Tell No One derives its energy from the colliding nerve-endings of clashing characters rather than from trumped-up climaxes and explosions. The murder mystery gives the narrative a clear-cut goal - this good doctor won't stop asking questions until he finds out how and why his wife was kidnapped and killed, or whether she was killed at all. The police cleared him of his wife's murder. When he's accused of a second killing, he'll fight tooth and nail to restore his good name.

As Alex pursues his quest for truth, the director and cowriter, Guillaume Canet, never leaves the tensions of everyday life behind. Tell No One, without pretensions, uses the framework of a man-in-jeopardy movie to paint a picture of upward mobility that appears to be universal. Alex is an ideal middle-class man: modest, principled and accomplished. The people around him often prove too compromising and ambitious for their own or anyone else's good. Everyone from an august aristocrat (Jean Rochefort) and his equestrian-champ son (played by Canet) to a street-gang boss (Gilles Lellouche) and his ailing boy either falls into or fights Alex's crusade. The doctor's feel for quotidian detail informs his detective work. The movie, like its hero, is shrewd about the small lies and mini-corruptions that can lead to major crimes.

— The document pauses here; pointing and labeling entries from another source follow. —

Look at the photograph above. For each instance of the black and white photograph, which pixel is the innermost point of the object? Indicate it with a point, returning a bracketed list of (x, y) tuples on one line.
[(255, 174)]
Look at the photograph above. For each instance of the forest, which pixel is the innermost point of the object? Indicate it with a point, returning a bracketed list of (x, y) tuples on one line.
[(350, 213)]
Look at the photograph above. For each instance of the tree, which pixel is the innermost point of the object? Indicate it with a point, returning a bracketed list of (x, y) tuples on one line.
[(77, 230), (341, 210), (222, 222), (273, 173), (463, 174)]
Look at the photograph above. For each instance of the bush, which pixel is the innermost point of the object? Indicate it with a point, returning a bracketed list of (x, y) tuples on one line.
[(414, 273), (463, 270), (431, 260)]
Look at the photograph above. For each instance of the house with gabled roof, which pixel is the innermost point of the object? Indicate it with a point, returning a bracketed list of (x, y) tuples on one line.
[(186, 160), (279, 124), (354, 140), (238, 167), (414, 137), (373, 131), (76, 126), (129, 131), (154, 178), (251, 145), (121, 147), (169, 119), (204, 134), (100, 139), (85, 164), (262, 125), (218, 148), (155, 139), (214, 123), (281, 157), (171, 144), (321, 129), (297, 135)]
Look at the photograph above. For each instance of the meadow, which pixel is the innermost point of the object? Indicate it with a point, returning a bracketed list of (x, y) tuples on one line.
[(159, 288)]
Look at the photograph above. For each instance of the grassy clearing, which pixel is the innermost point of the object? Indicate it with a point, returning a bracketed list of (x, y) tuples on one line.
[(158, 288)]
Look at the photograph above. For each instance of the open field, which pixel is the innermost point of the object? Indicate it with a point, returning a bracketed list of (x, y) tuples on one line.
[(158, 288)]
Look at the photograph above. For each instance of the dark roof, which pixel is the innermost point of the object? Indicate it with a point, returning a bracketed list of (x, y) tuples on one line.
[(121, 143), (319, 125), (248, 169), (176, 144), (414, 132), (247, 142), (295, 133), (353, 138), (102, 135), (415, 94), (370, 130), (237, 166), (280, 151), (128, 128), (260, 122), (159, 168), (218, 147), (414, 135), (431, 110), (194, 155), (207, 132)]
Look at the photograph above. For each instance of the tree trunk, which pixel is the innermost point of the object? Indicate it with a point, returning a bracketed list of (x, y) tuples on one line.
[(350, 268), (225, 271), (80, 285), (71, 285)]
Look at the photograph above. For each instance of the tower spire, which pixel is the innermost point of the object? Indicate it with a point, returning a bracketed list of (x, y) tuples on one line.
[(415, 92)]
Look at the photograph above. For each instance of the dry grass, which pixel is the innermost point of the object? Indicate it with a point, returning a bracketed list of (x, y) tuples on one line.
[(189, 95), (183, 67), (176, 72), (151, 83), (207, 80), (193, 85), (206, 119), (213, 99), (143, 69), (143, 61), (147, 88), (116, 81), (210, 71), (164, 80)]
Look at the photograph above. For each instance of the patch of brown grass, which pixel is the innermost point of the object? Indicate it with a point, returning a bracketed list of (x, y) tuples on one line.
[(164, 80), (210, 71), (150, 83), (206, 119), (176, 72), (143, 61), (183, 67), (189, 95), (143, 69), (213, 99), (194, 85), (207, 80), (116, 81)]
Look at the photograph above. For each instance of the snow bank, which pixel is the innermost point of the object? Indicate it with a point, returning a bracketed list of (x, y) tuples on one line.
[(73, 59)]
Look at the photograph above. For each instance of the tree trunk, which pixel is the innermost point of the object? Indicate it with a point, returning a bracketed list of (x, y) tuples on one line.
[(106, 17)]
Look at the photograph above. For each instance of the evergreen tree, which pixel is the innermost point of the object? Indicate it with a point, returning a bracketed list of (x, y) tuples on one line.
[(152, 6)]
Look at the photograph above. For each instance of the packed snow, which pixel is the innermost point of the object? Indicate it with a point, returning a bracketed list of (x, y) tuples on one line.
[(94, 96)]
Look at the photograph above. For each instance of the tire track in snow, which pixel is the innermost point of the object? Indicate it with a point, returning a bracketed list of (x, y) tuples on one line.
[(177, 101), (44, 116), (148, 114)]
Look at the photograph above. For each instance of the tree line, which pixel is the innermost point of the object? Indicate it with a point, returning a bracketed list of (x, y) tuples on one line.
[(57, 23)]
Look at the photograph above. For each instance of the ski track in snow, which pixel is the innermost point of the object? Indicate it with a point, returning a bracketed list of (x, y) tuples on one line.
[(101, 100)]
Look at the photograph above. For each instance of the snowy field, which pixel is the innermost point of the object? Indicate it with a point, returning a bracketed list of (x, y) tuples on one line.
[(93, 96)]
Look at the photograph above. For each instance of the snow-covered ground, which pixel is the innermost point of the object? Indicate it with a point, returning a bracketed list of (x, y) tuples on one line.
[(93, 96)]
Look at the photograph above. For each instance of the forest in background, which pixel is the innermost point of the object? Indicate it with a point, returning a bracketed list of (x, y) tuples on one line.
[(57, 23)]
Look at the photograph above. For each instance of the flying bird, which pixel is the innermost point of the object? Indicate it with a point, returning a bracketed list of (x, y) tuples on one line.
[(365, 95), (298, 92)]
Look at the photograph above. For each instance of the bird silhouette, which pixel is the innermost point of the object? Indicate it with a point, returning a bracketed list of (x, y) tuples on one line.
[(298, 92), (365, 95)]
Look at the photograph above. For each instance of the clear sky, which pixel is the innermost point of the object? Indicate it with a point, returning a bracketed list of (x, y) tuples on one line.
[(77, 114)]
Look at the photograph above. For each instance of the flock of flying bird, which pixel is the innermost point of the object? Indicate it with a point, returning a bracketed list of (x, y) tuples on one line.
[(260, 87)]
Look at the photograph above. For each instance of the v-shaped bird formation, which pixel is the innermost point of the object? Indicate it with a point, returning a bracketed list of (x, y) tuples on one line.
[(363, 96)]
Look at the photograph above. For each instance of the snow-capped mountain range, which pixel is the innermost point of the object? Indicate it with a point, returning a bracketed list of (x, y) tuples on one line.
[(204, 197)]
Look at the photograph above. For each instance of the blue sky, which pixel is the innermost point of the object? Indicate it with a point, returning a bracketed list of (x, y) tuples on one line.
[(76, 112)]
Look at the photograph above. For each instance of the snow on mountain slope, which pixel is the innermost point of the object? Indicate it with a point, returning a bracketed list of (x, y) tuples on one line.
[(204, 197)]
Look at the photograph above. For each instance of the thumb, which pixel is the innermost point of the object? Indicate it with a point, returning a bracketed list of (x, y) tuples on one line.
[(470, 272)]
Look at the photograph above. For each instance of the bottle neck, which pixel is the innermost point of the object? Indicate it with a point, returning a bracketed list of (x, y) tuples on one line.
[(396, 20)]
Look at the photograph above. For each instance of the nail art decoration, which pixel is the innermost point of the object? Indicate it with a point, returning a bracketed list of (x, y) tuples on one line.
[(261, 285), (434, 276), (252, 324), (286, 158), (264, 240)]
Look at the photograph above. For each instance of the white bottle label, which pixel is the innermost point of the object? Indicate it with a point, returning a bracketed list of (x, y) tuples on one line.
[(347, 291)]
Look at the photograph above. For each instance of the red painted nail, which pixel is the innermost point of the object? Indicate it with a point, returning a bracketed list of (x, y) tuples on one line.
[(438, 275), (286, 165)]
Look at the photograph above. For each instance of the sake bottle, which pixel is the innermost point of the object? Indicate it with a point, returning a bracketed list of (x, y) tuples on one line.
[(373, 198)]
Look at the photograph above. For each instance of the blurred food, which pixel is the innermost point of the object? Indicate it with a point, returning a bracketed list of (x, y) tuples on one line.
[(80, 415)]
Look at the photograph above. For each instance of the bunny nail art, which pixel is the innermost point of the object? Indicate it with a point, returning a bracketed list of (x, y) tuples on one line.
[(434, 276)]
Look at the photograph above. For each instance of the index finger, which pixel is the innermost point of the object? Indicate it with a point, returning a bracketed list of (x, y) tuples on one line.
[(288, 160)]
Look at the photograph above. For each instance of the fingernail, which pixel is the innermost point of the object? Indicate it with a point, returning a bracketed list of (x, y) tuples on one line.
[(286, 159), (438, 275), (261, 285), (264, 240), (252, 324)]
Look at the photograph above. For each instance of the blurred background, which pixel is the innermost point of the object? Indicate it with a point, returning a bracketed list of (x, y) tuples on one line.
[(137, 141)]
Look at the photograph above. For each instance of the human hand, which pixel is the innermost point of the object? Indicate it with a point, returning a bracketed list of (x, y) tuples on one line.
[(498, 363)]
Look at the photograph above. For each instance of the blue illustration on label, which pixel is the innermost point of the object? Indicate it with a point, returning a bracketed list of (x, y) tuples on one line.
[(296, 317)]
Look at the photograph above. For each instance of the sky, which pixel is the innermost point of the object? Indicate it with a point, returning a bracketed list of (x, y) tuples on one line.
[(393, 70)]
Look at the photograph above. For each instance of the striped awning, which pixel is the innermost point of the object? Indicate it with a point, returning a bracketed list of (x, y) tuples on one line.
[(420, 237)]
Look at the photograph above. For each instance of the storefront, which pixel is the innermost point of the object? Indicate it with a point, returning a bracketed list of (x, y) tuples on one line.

American-fugitive pictures allocate the hero or antihero one companion (usually of the opposite sex, to provide amorous tension) and one sympathetic figure among the proper legal authorities. In Tell No Lies, it takes a village to help an innocent man find the truly guilty parties and wipe his reputation clean. The film is full of sharp characters caught on the run. They include Kristin Scott Thomas as the worldly-wise mate of Alex's aspiring equestrienne sister (Marina Hands), Nathalie Baye as his vividly pragmatic lawyer, and Florence Thomassin as a photographer friend whose face is a study in fleet observations and suggestions.

Obviously, director Canet is comfortable with women, but he's just as deft and affectionate with male supporting actors such as Francois Berleands, playing a mensch of a police detective who is considerate to his mother and fair toward Alex. A streak of black comedy enlivens the film's mid-section: To protect Alex, the gang leader must take extreme actions. By then, the doctor is the one who can't control his temper.

For once, you can't see the surprises coming. More important, you develop a huge stake in the outcome. Equal credit goes to Canet's unselfconscious craftsmanship - there isn't a show-off shot in the movie - and to Cluzet's ardent performance. He looks and acts a bit like Mandy Patinkin but with all the excesses burned away. His love for Margot is the song in his heart. It's wonderful that Alex and Margot were childhood sweethearts. It makes his sorely tested devotion overwhelmingly romantic.

The killer chases are foot-races; indeed, Cluzet may be the finest impromptu sprinter in movies since Kevin Costner in No Way Out (1987) and Franka Potente in Run Lola Run (1998). There's nothing else pedestrian in Tell No One. It gives you an emotional workout and braces you to meet the day.

Tell No One

(Music Box Films) Starring Francois Cluzet. Directed by Guillaume Canet. Unrated. Time 125 minutes.